Shawn Roseboro had just lost his house and his job. Times were tough on the kid. Much of it, Shawn later said, he had brought on himself with his drinking. But still, there seemed to be a “bad luck” vibe all around him during the summer of 2008. He could feel it, and it was making his own selfish behavior worse.
On the day after Jan Roseboro was murdered, Shawn was alone. His sister and her family had gone to the beach. He was staying at her house. The phone rang. It was his dad.
“Mike found Jan in the pool, and she’s dead.”
Was there really any other way to put it?
Shawn recalled that he “hit the floor before the phone did—I lost it at that point.”
After picking himself up off the ground, Shawn let his anger go and punched a hole through the door.
“I didn’t know what to do with my emotions at that point.”
With no one to lean on, Shawn said, he logged onto Lancaster Online, a local blog, that afternoon, just to see what was being said about Jan’s death. While reading and thinking and reminiscing about Jan, Shawn started drinking.
It was one of the only ways to deaden all the pain. Shawn lost Pa just a month prior, he said, which was devastating enough, even though the guy had lived a long life. Now the only person in the family who “totally got” who he was and understood his feelings was gone.
What am I going to do?
“When Pa died, it was at the peak of everything going on in my life, and I was, like, completely numb. Jan dying on top of that—well, everything just clicked in at once.”
In his heart, Shawn said, he questioned it a little: Jan’s death, that is—the way she had died. Over and over, he asked himself: How could Jan drown?
It seemed so illogical. So impossible. So … unreal.
“But I never thought anything else.”
No one did—at least in those early days when Michael Roseboro was being questioned by Keith Neff, Larry Martin, and now Jan Walters—and the secret of Angie Funk was still being kept under wraps.
Jan and Shawn had lost touch for about a month before her death, making the impact of it even that much more overwhelming for him. Two days before Jan died, Shawn had sent Sam, Jan’s oldest son, a MySpace message, telling him to give his new phone number to Jan and to have her call him.

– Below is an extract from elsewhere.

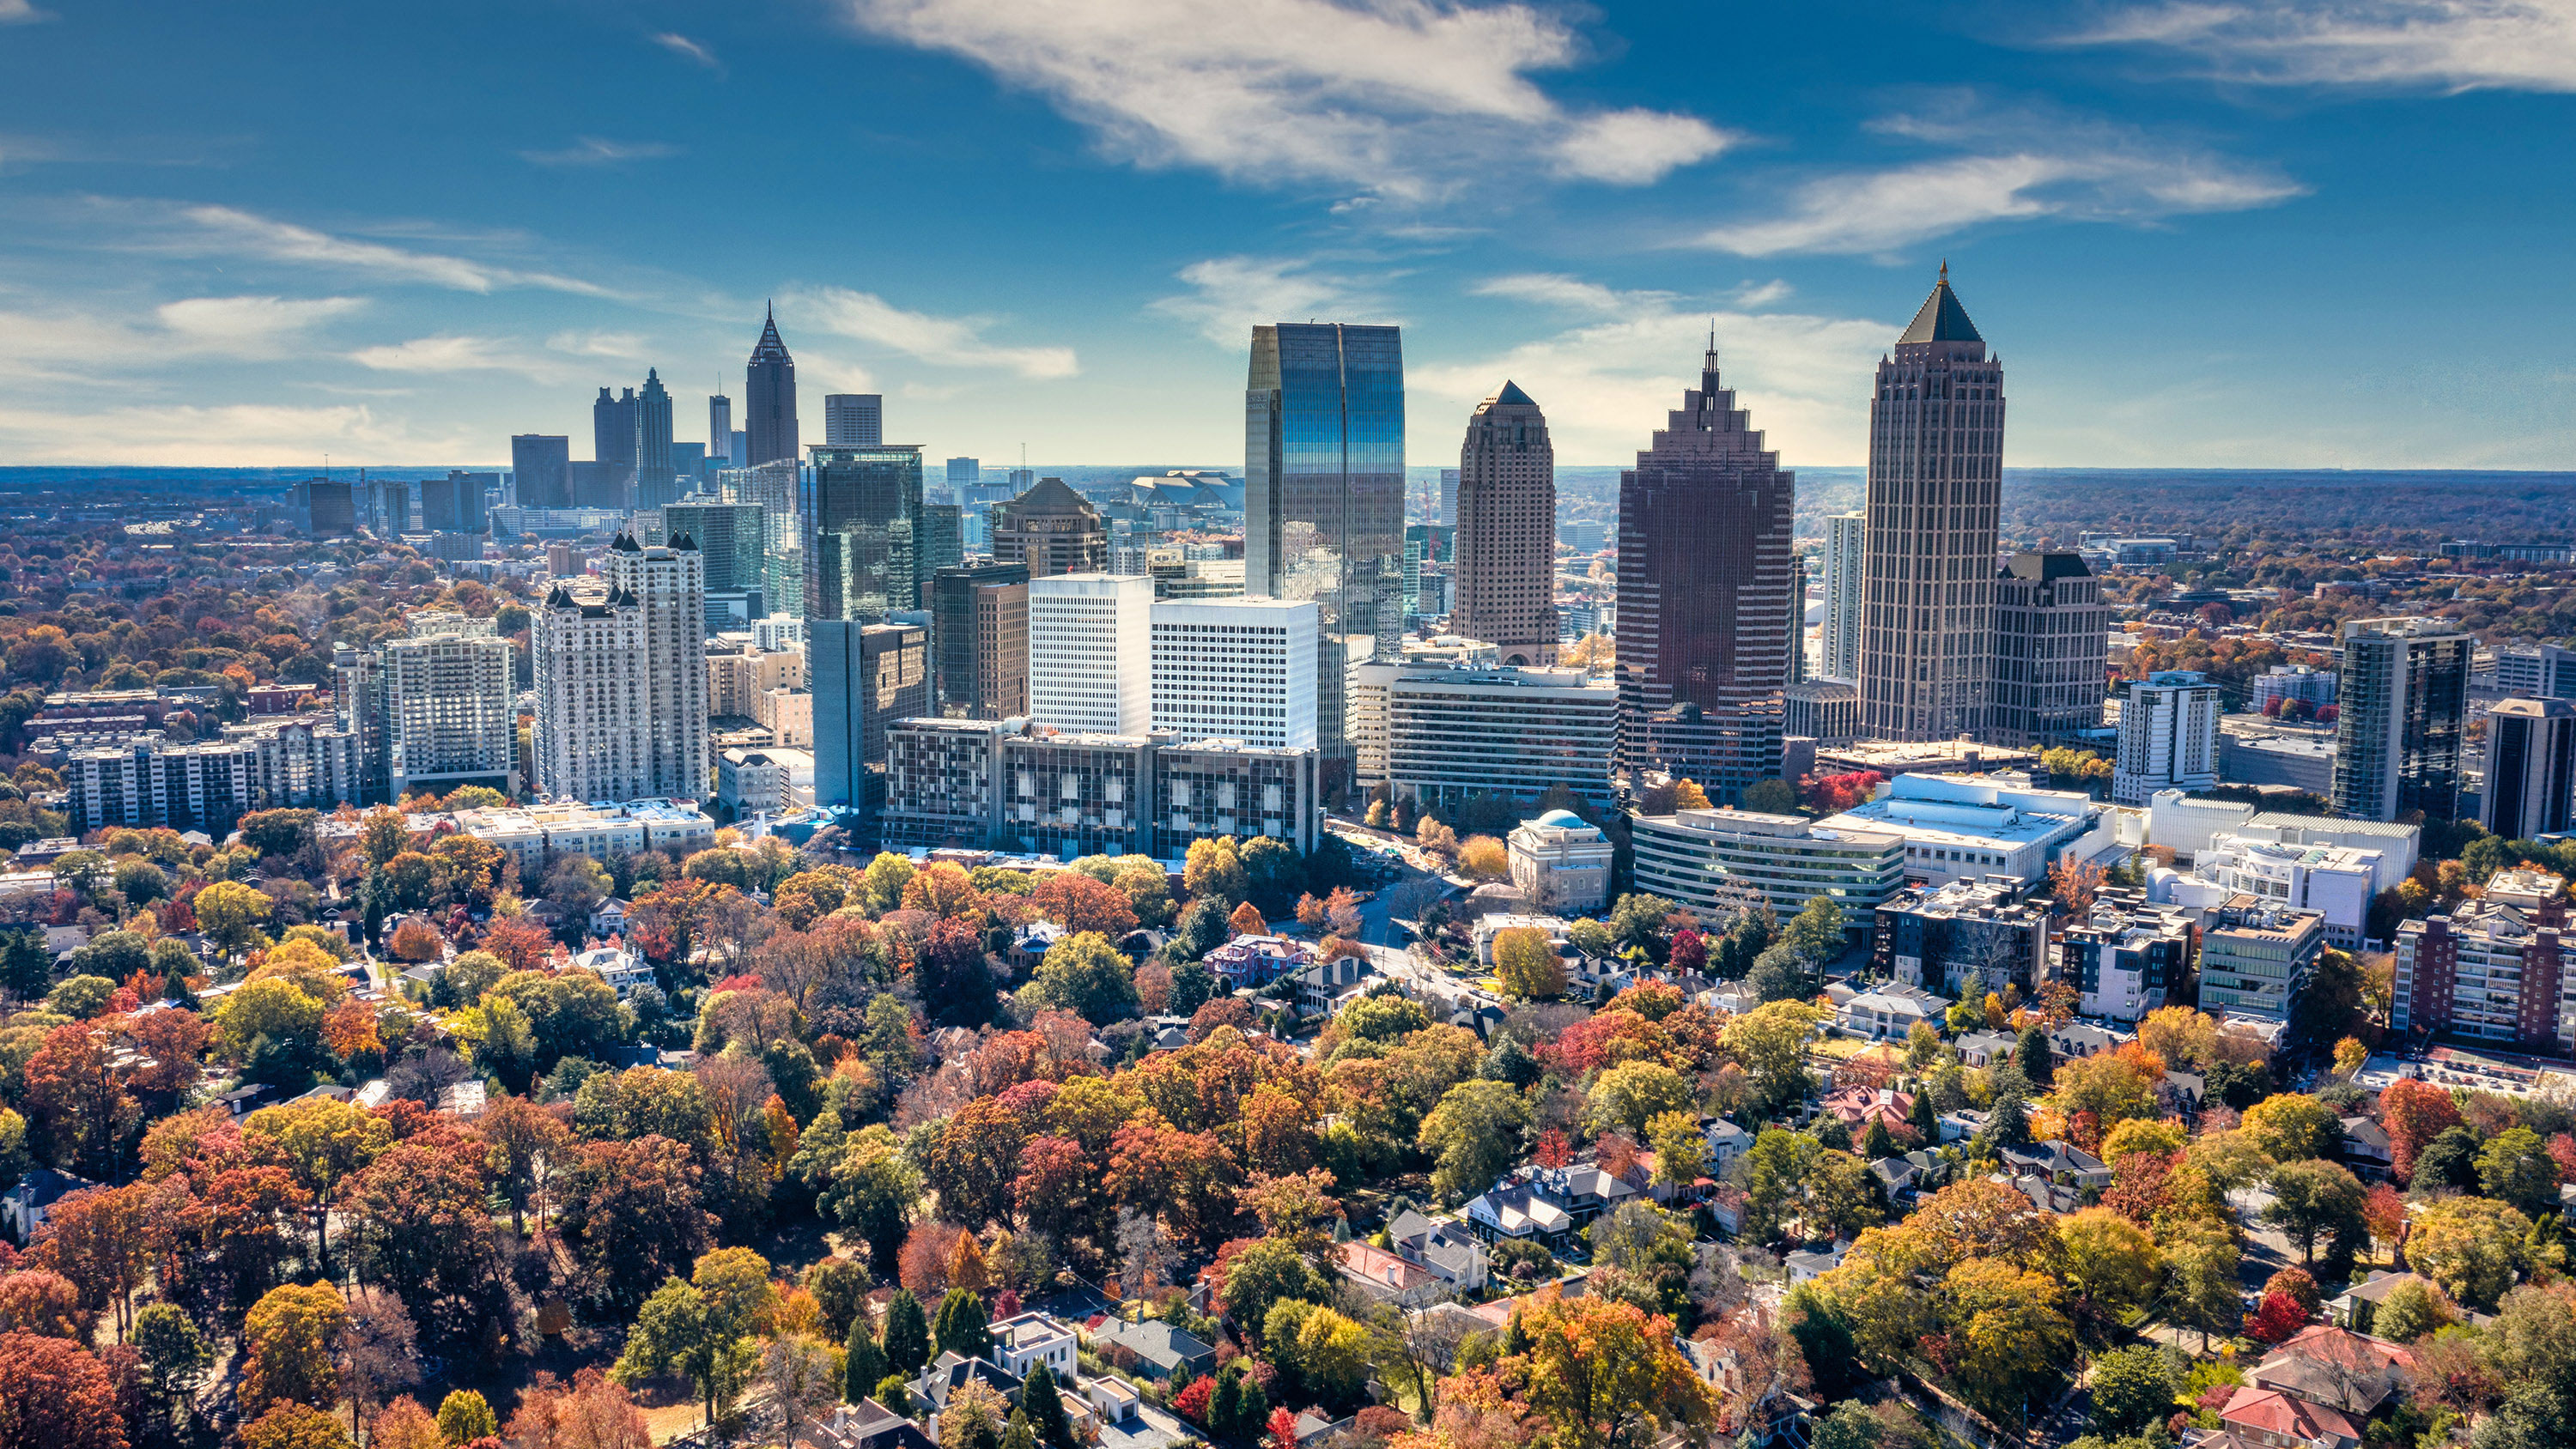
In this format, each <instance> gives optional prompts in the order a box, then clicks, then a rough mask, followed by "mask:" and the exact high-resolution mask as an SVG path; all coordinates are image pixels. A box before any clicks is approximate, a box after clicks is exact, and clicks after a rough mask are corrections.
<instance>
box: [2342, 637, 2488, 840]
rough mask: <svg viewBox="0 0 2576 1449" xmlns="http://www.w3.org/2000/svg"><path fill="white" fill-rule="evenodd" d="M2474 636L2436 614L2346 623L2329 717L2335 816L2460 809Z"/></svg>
mask: <svg viewBox="0 0 2576 1449" xmlns="http://www.w3.org/2000/svg"><path fill="white" fill-rule="evenodd" d="M2476 649H2478V641H2476V636H2470V633H2463V631H2460V628H2458V625H2452V623H2447V620H2437V618H2360V620H2344V664H2342V679H2339V682H2336V695H2339V700H2336V710H2339V713H2336V718H2334V813H2336V816H2347V818H2354V821H2393V818H2398V816H2403V813H2409V811H2424V816H2427V818H2442V821H2447V818H2452V813H2455V811H2458V808H2460V803H2458V793H2460V739H2463V734H2465V721H2468V664H2470V654H2473V651H2476Z"/></svg>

“So that was—that was,” Shawn recalled, choking up as the memory came back, “very hard on me. Jan was gone. I didn’t know what to do.”
When Charlotte Moyer, Jan’s married-into-the-family cousin, showed up at the house that morning after Jan’s death, she walked in and spied Sam crying. He looked terribly upset. And why wouldn’t he be? His mother …
Vanished like dust.
They sat on the ottoman at first and talked. Charlotte wanted to be there for the child as much as she could. She had known Jan since Jan came into the world. Charlotte was married into the family by the time Jan was born in 1963. Charlotte had watched Jan grow from an infant into a wonderful adult with a family of her own.
After speaking with Sam, Charlotte walked into the sunroom. She sat, shaking her head, wondering.
Michael came into the room after seeing Charlotte sitting there.
He sat down.
“We were just sitting out there by the pool,” Michael said after a moment of silence between them. “I wasn’t feeling well. I went into the house. I had asked Jan if I should turn off the tiki lights, you know, put them out. Jan said no. She said she was going to stay out there a little while longer.”
Several parts of this conversation, as Charlotte remembered it, were far different from what Roseboro had told police. For one, he said Jan was sick. Two, he never told the police that Jan said she wanted the tiki lights left lit.
Charlotte asked Michael what happened next.
“I went to bed, and a bit later, I got up and the tiki lights were still on and the kitchen light was on.”
He’d never mentioned this to police.
Charlotte thought he was going to end the conversation there, but Michael said one other thing. “She had probably fallen into the pool and drowned,” he told Charlotte. Then, “She had a contusion on the left back of her head.”
That word, Charlotte said later, “stuck in my mind….”
“Contusion.”
What’s more, after saying this, Roseboro just up and walked out of the room, abruptly ending the conversation.
Thinking about it later, Charlotte considered his demeanor to be “very matter-of-fact, not any kind of emotion….”
Later that morning, with everyone roaming about the grounds of the house and inside, Charlotte and Michael passed each other. They were walking down the hallway. Michael Roseboro stopped for a brief moment as Charlotte got close to him.
“Nice haircut,” he said, complimenting her.